When busy feels like success
There is a particular trap that growing businesses fall into: equating activity with performance. The phones are ringing. The pipeline is full. The team is stretched. Revenue is climbing. It feels like momentum. But beneath that momentum, a different reality can be unfolding: low-margin work creeping into the portfolio, delivery costs expanding and cash flow tightening despite strong sales figures.
This is where many businesses lose control exponentially, because without clear financial visibility, growth can become expensive. And expensive growth is often mistaken for success, until it is not. A question most businesses do not ask until it is too late is, "If your business grew by 25% in the next twelve months, would your operations hold up?" That is, beyond your sales pipeline, operations, processes, reporting lines, systems and controls.
The businesses that scale well are rarely the ones with the most aggressive targets. They are the ones who have pressure-tested their infrastructure in advance. They know where the weaknesses are, which controls are weak and which are strong. They do not wait for a crisis to discover contingencies. This is especially true for unlisted, owner-managed businesses in South Africa, where decision-making is fast, but formal governance structures are often still developing. The absence of a listing does not remove the need for rigour. In many ways, it makes it more important.
Your numbers are not just numbers
Many leadership teams still treat financial data as a backwards-looking exercise - something for month-end, auditors or compliance. That thinking is outdated and risky. Financial data, when used properly, is about present-day decision-making. It tells you whether you are selling the right things, delivering them at the right cost, and turning effort into cash. In other words, it tells you whether your business model is actually working.
The disconnect between data and insight
Most businesses are not short of data. They have accounting systems, reports, spreadsheets and dashboards. Still, when you sit with leadership, there is often hesitation, and unanswered questions come to the fore.
“I am not sure which clients are actually most profitable.”
“We are growing, but margins feel under pressure.”
“Cash should not be this tight, given our revenue.”
The real gap is a lack of clarity, because raw data does not drive decisions, but interpreted data does.
How does that work in practice?
Instead of “Revenue is up 12% this quarter,” you start hearing “Revenue is up, but margin per client is down 4%. Why?”
Instead of “We need more sales,” you get “Which sales are we actually trying to grow?”
Instead of “Cash is tight,” you ask, “Where exactly is cash getting stuck?”
Listening is a discipline
Your business is not silent. It constantly tells you where you are making money, where you are losing it, where you are exposed, and where the real opportunities lie. But listening is not passive. It requires structure, focus and the willingness to confront what the data is actually saying, even when it challenges your assumptions.

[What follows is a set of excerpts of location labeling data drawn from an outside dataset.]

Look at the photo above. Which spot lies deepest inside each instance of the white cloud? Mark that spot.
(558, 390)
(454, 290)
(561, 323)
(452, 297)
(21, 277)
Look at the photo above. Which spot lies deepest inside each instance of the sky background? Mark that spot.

The most grounded leaders do not wait for the annual audit to find out how the business is performing. They build clarity into their rhythm. They track the few metrics that actually matter and they ask better questions, not more often, but more precisely. And beyond just managing the business they have, they build the business they are planning to become. The best CEOs and founders do not have perfect information. But they do have a clear, consistent view of what matters, and the discipline to act on it. That is far more valuable.
Your business is always communicating with you through every invoice, cost line, payment delay and margin fluctuation. Every business that fails gradually has the data to save itself. Most simply prefer the story that requires less courage to confront what is at hand.